A second reason was discussed in a Psychology Today article titled “How President Trump’s Lies Are Different From Other People’s” (2017). The author found that Trump’s lies were different than the norm:

I was right about Trump telling an especially big proportion of self-serving lies. Instead of telling twice as many self-serving lies as kind lies, he told 6.6 times as many.....

As it turned out, though, that was not the most interesting finding. As I read through Trump’s lies in the process of categorizing them, I realized I could not limit myself just to the categories of self-serving and kind lies. I had to add the category of cruel lies — lies that hurt or disparage or embarrass or belittle other people. In the research my colleagues and I did, we found that only 1 or 2 percent of all lies were cruel. That’s why I wasn’t going to bother with them when coding Trump’s lies....

Now let me tell you what I found when I tallied Trump’s cruel lies. Instead of adding up to 1 or 2 percent, as in my previous research, they accounted for 50 percent. When I first saw that number appear on my screen, I gasped. I knew, of course, that Trump likes to mock and denigrate other people (and countries and agencies), but I didn’t realize just how often he was doing that with his lies.

This is interesting and, I think, accurate.  Why would this be? Part of the reason goes back to another point Hitler makes about propaganda in Mein Kampf.  He argues that the masses understand black and white, yes and no, not shades of gray.  Hitler says that once propaganda admits even the slightest possibility of right for the other side, the masses begin to waver in their support.  Trump presents his enemies not only as wrong, but as absolutely, completely, horribly wrong. When discussing the Devil’s workforce, it is not necessary to be polite.  They are so evil that anything one can say about them is not only accurate, but perhaps understated. As humans we have a tendency to like the “dirt” about others, and Trump is a master of insult. Trump’s world is one of absolute clarity, and he tells it to his followers as they would like it to be.

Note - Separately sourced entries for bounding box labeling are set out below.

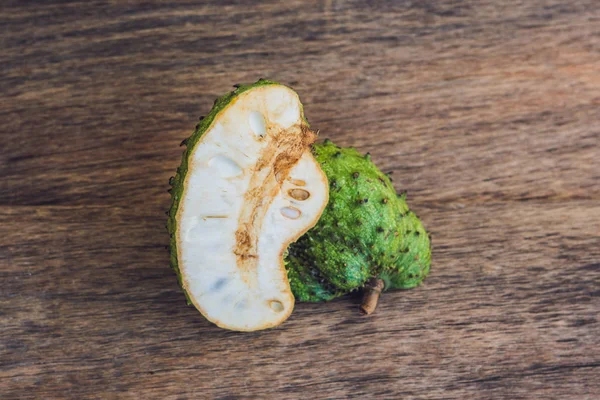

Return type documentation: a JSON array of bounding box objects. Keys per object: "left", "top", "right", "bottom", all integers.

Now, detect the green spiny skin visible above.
[
  {"left": 286, "top": 140, "right": 431, "bottom": 301},
  {"left": 167, "top": 78, "right": 288, "bottom": 305}
]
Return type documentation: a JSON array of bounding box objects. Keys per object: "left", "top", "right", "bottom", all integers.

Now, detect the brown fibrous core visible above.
[
  {"left": 359, "top": 278, "right": 385, "bottom": 315},
  {"left": 234, "top": 125, "right": 316, "bottom": 283}
]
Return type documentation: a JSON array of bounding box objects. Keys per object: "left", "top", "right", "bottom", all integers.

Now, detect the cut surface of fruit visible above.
[{"left": 169, "top": 81, "right": 328, "bottom": 331}]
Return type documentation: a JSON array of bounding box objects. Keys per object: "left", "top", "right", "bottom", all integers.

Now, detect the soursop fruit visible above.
[
  {"left": 286, "top": 140, "right": 431, "bottom": 306},
  {"left": 167, "top": 80, "right": 329, "bottom": 331}
]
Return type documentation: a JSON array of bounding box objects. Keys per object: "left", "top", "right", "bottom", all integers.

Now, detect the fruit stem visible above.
[{"left": 359, "top": 278, "right": 385, "bottom": 315}]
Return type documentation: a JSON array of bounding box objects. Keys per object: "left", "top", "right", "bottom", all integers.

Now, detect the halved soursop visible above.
[{"left": 168, "top": 80, "right": 328, "bottom": 331}]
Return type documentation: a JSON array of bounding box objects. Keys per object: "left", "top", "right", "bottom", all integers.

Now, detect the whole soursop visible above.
[
  {"left": 167, "top": 80, "right": 328, "bottom": 331},
  {"left": 167, "top": 79, "right": 430, "bottom": 331},
  {"left": 286, "top": 140, "right": 431, "bottom": 301}
]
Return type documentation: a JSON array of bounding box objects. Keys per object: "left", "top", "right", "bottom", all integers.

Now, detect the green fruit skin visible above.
[
  {"left": 167, "top": 79, "right": 296, "bottom": 305},
  {"left": 286, "top": 140, "right": 431, "bottom": 302}
]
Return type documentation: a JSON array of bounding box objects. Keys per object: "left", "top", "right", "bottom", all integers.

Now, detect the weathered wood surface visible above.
[{"left": 0, "top": 0, "right": 600, "bottom": 399}]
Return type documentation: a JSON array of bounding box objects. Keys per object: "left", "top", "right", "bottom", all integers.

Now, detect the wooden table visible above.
[{"left": 0, "top": 0, "right": 600, "bottom": 399}]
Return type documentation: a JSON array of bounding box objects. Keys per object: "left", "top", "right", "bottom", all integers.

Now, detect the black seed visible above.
[{"left": 210, "top": 278, "right": 227, "bottom": 291}]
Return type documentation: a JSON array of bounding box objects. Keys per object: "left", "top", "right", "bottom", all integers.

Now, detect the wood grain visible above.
[{"left": 0, "top": 0, "right": 600, "bottom": 399}]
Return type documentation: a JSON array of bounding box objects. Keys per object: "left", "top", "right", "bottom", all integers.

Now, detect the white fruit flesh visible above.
[{"left": 177, "top": 85, "right": 328, "bottom": 331}]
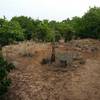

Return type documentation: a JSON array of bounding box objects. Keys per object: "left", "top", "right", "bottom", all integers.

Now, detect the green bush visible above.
[{"left": 0, "top": 57, "right": 15, "bottom": 97}]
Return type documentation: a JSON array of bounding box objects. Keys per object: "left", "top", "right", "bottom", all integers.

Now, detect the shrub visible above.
[
  {"left": 41, "top": 58, "right": 51, "bottom": 65},
  {"left": 0, "top": 56, "right": 15, "bottom": 97}
]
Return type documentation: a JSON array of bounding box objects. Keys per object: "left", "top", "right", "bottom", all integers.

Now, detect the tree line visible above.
[{"left": 0, "top": 7, "right": 100, "bottom": 46}]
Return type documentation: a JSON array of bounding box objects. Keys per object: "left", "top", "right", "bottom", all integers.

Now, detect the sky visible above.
[{"left": 0, "top": 0, "right": 100, "bottom": 21}]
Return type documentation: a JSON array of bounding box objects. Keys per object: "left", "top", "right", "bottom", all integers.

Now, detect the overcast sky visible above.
[{"left": 0, "top": 0, "right": 100, "bottom": 20}]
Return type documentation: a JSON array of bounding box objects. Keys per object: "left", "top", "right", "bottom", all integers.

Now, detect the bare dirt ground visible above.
[{"left": 3, "top": 40, "right": 100, "bottom": 100}]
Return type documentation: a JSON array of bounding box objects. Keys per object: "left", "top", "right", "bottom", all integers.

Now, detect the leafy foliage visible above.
[
  {"left": 0, "top": 7, "right": 100, "bottom": 46},
  {"left": 0, "top": 57, "right": 15, "bottom": 97}
]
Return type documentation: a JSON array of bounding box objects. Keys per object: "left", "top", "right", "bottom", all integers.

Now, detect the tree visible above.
[{"left": 0, "top": 20, "right": 24, "bottom": 46}]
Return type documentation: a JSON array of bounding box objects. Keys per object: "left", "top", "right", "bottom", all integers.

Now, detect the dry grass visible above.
[{"left": 1, "top": 40, "right": 100, "bottom": 100}]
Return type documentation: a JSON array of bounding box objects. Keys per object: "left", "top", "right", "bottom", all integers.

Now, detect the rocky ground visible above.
[{"left": 2, "top": 39, "right": 100, "bottom": 100}]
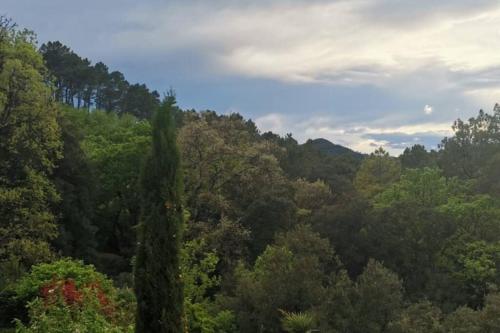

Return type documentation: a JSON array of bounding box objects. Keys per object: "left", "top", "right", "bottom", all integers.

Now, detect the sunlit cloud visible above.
[
  {"left": 255, "top": 113, "right": 453, "bottom": 155},
  {"left": 2, "top": 0, "right": 500, "bottom": 153},
  {"left": 424, "top": 104, "right": 434, "bottom": 114}
]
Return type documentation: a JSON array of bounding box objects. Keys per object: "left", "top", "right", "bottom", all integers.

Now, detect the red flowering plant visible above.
[{"left": 16, "top": 259, "right": 133, "bottom": 328}]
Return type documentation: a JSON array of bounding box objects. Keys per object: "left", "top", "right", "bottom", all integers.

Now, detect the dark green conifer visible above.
[{"left": 135, "top": 94, "right": 183, "bottom": 333}]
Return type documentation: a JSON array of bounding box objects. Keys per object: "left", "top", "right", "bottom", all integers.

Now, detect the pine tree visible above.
[{"left": 135, "top": 94, "right": 183, "bottom": 333}]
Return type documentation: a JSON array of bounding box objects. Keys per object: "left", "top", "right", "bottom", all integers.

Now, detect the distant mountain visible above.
[{"left": 304, "top": 138, "right": 364, "bottom": 158}]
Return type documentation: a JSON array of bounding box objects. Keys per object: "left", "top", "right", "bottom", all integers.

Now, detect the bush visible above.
[{"left": 16, "top": 259, "right": 135, "bottom": 333}]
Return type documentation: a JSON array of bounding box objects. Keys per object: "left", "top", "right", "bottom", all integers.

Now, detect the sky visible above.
[{"left": 0, "top": 0, "right": 500, "bottom": 154}]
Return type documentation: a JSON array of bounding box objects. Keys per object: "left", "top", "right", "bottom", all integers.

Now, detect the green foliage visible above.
[
  {"left": 281, "top": 311, "right": 316, "bottom": 333},
  {"left": 389, "top": 301, "right": 445, "bottom": 333},
  {"left": 0, "top": 23, "right": 61, "bottom": 287},
  {"left": 232, "top": 226, "right": 340, "bottom": 332},
  {"left": 15, "top": 258, "right": 113, "bottom": 298},
  {"left": 15, "top": 259, "right": 134, "bottom": 333},
  {"left": 354, "top": 148, "right": 401, "bottom": 198},
  {"left": 134, "top": 95, "right": 184, "bottom": 333},
  {"left": 352, "top": 260, "right": 403, "bottom": 333}
]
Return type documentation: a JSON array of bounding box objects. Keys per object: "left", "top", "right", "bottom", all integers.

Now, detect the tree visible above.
[
  {"left": 0, "top": 25, "right": 61, "bottom": 284},
  {"left": 354, "top": 148, "right": 401, "bottom": 198},
  {"left": 230, "top": 225, "right": 340, "bottom": 332},
  {"left": 135, "top": 95, "right": 184, "bottom": 333},
  {"left": 389, "top": 301, "right": 445, "bottom": 333},
  {"left": 399, "top": 145, "right": 436, "bottom": 169},
  {"left": 350, "top": 260, "right": 403, "bottom": 333}
]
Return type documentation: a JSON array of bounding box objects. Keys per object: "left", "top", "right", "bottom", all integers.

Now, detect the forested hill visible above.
[
  {"left": 0, "top": 20, "right": 500, "bottom": 333},
  {"left": 305, "top": 138, "right": 363, "bottom": 158}
]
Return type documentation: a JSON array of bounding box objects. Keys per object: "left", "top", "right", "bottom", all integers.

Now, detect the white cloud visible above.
[
  {"left": 424, "top": 104, "right": 434, "bottom": 115},
  {"left": 255, "top": 113, "right": 453, "bottom": 155},
  {"left": 105, "top": 0, "right": 500, "bottom": 107}
]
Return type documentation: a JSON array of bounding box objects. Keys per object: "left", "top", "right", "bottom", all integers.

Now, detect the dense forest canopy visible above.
[{"left": 0, "top": 18, "right": 500, "bottom": 333}]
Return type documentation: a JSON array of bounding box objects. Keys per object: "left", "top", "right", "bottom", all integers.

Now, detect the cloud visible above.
[
  {"left": 2, "top": 0, "right": 500, "bottom": 152},
  {"left": 424, "top": 104, "right": 434, "bottom": 115},
  {"left": 255, "top": 113, "right": 453, "bottom": 155}
]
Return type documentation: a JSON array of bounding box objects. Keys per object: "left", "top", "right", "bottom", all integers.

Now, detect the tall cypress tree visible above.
[{"left": 135, "top": 94, "right": 183, "bottom": 333}]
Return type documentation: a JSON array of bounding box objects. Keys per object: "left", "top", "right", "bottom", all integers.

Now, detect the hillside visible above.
[{"left": 304, "top": 138, "right": 364, "bottom": 159}]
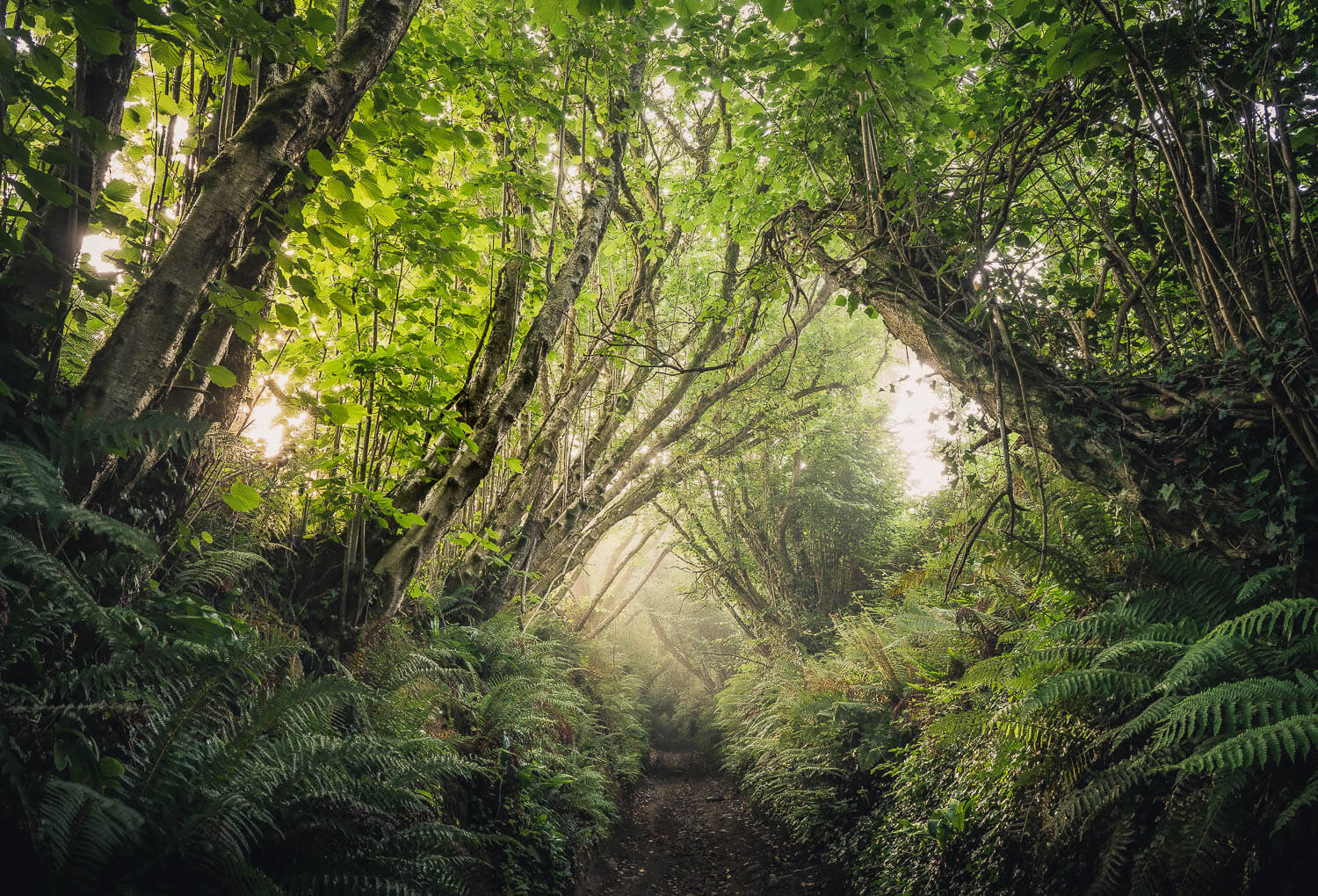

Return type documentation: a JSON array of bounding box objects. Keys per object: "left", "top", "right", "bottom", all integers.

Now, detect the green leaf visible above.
[
  {"left": 339, "top": 199, "right": 371, "bottom": 228},
  {"left": 274, "top": 303, "right": 298, "bottom": 329},
  {"left": 221, "top": 481, "right": 261, "bottom": 514},
  {"left": 793, "top": 0, "right": 824, "bottom": 21},
  {"left": 206, "top": 364, "right": 239, "bottom": 389}
]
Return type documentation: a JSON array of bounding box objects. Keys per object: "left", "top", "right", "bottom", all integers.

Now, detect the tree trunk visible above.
[
  {"left": 74, "top": 0, "right": 421, "bottom": 421},
  {"left": 374, "top": 60, "right": 645, "bottom": 618},
  {"left": 0, "top": 0, "right": 137, "bottom": 401}
]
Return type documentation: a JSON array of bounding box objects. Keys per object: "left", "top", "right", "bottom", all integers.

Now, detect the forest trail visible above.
[{"left": 576, "top": 750, "right": 844, "bottom": 896}]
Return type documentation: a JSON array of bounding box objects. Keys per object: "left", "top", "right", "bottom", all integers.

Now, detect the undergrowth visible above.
[{"left": 0, "top": 443, "right": 646, "bottom": 893}]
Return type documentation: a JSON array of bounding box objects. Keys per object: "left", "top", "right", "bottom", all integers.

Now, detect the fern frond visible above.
[{"left": 1177, "top": 714, "right": 1318, "bottom": 775}]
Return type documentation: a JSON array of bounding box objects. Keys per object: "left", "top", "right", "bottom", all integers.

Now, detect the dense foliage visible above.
[{"left": 0, "top": 0, "right": 1318, "bottom": 893}]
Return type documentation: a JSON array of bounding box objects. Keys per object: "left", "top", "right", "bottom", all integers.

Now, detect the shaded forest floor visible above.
[{"left": 576, "top": 751, "right": 845, "bottom": 896}]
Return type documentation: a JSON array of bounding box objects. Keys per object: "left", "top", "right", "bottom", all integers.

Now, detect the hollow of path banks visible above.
[{"left": 576, "top": 750, "right": 848, "bottom": 896}]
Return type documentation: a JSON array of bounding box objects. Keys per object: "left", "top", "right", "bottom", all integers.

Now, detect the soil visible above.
[{"left": 576, "top": 751, "right": 845, "bottom": 896}]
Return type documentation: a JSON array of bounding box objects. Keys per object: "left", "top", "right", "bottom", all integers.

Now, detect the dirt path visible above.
[{"left": 576, "top": 753, "right": 844, "bottom": 896}]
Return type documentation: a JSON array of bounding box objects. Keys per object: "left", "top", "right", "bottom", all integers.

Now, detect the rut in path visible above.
[{"left": 576, "top": 751, "right": 845, "bottom": 896}]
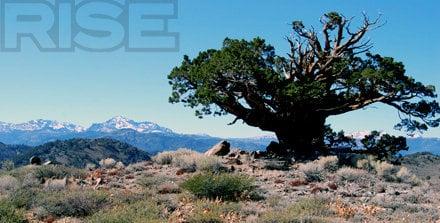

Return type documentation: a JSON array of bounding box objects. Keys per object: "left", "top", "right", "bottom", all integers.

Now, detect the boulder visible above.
[
  {"left": 29, "top": 156, "right": 41, "bottom": 166},
  {"left": 266, "top": 141, "right": 285, "bottom": 156},
  {"left": 205, "top": 141, "right": 231, "bottom": 156},
  {"left": 43, "top": 160, "right": 54, "bottom": 166},
  {"left": 251, "top": 151, "right": 267, "bottom": 159}
]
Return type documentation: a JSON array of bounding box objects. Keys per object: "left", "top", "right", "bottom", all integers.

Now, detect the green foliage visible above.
[
  {"left": 181, "top": 173, "right": 254, "bottom": 201},
  {"left": 87, "top": 201, "right": 166, "bottom": 223},
  {"left": 168, "top": 12, "right": 440, "bottom": 158},
  {"left": 187, "top": 200, "right": 241, "bottom": 223},
  {"left": 0, "top": 200, "right": 27, "bottom": 223},
  {"left": 36, "top": 190, "right": 109, "bottom": 217},
  {"left": 259, "top": 198, "right": 333, "bottom": 223},
  {"left": 7, "top": 187, "right": 38, "bottom": 209},
  {"left": 361, "top": 131, "right": 408, "bottom": 161}
]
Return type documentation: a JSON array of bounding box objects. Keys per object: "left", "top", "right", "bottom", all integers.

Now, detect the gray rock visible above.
[
  {"left": 205, "top": 141, "right": 231, "bottom": 156},
  {"left": 29, "top": 156, "right": 41, "bottom": 166},
  {"left": 43, "top": 160, "right": 54, "bottom": 166}
]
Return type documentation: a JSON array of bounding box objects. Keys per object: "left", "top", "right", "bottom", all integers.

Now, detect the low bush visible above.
[
  {"left": 0, "top": 175, "right": 20, "bottom": 195},
  {"left": 396, "top": 167, "right": 422, "bottom": 186},
  {"left": 181, "top": 173, "right": 255, "bottom": 200},
  {"left": 153, "top": 148, "right": 199, "bottom": 165},
  {"left": 315, "top": 156, "right": 339, "bottom": 172},
  {"left": 374, "top": 161, "right": 400, "bottom": 182},
  {"left": 259, "top": 198, "right": 334, "bottom": 223},
  {"left": 7, "top": 187, "right": 39, "bottom": 209},
  {"left": 0, "top": 200, "right": 27, "bottom": 223},
  {"left": 298, "top": 156, "right": 339, "bottom": 182},
  {"left": 99, "top": 158, "right": 117, "bottom": 169},
  {"left": 335, "top": 167, "right": 370, "bottom": 184},
  {"left": 187, "top": 200, "right": 241, "bottom": 223},
  {"left": 87, "top": 201, "right": 166, "bottom": 223},
  {"left": 298, "top": 162, "right": 325, "bottom": 182},
  {"left": 36, "top": 191, "right": 109, "bottom": 218}
]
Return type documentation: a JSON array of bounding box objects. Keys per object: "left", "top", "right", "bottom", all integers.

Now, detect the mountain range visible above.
[{"left": 0, "top": 116, "right": 440, "bottom": 154}]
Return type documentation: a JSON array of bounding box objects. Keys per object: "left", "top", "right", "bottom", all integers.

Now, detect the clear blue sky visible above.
[{"left": 0, "top": 0, "right": 440, "bottom": 137}]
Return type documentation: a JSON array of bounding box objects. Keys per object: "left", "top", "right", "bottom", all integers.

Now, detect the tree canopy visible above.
[{"left": 168, "top": 12, "right": 440, "bottom": 159}]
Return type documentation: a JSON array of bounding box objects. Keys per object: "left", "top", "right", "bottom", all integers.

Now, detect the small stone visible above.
[
  {"left": 205, "top": 141, "right": 231, "bottom": 156},
  {"left": 29, "top": 156, "right": 41, "bottom": 166}
]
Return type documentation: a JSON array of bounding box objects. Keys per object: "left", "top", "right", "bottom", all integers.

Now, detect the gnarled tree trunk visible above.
[{"left": 275, "top": 113, "right": 326, "bottom": 159}]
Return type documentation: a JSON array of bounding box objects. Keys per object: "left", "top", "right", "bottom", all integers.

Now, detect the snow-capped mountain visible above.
[
  {"left": 0, "top": 119, "right": 85, "bottom": 132},
  {"left": 87, "top": 116, "right": 173, "bottom": 133}
]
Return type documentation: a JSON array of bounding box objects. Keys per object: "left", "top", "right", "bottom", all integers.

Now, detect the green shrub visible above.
[
  {"left": 187, "top": 200, "right": 241, "bottom": 223},
  {"left": 0, "top": 200, "right": 26, "bottom": 223},
  {"left": 7, "top": 187, "right": 38, "bottom": 209},
  {"left": 34, "top": 165, "right": 84, "bottom": 180},
  {"left": 87, "top": 201, "right": 166, "bottom": 223},
  {"left": 37, "top": 191, "right": 109, "bottom": 217},
  {"left": 181, "top": 173, "right": 254, "bottom": 200},
  {"left": 298, "top": 156, "right": 339, "bottom": 182},
  {"left": 335, "top": 167, "right": 371, "bottom": 184},
  {"left": 259, "top": 198, "right": 333, "bottom": 223}
]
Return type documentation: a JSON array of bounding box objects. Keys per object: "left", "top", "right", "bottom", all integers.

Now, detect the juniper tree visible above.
[{"left": 168, "top": 12, "right": 440, "bottom": 157}]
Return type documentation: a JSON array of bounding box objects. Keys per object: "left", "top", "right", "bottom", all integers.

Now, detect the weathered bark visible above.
[{"left": 275, "top": 114, "right": 326, "bottom": 159}]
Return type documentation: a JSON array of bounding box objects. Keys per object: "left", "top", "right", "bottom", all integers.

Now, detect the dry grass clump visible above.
[
  {"left": 298, "top": 156, "right": 339, "bottom": 182},
  {"left": 153, "top": 148, "right": 199, "bottom": 165},
  {"left": 0, "top": 175, "right": 20, "bottom": 195},
  {"left": 157, "top": 182, "right": 180, "bottom": 194},
  {"left": 87, "top": 200, "right": 166, "bottom": 223},
  {"left": 374, "top": 161, "right": 421, "bottom": 186},
  {"left": 258, "top": 197, "right": 334, "bottom": 223},
  {"left": 153, "top": 149, "right": 226, "bottom": 173},
  {"left": 99, "top": 158, "right": 117, "bottom": 169},
  {"left": 335, "top": 167, "right": 371, "bottom": 184},
  {"left": 356, "top": 157, "right": 422, "bottom": 186},
  {"left": 0, "top": 200, "right": 27, "bottom": 223},
  {"left": 36, "top": 190, "right": 109, "bottom": 219},
  {"left": 396, "top": 167, "right": 422, "bottom": 186}
]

A third point is the sheer number of lies Trump tells.  Politicians who lie or mistake facts at the normal rate can be held accountable for what they say.   Take, for example, President Obama’s famous statement that if people were happy with their doctors they could keep them. That turned out not to be entirely accurate, although it was true for many. That statement was held against Obama over and over again.  Trump, on the other hand, says so many demonstrably false things that a kind of exhaustion sets in.  What is the point of refuting one lie when in the meanwhile twenty others have surfaced? And, of course, it is far easier to lie than refute a lie.  

In short, I think Trump has developed the art of the “little lie” to a hitherto unseen extent.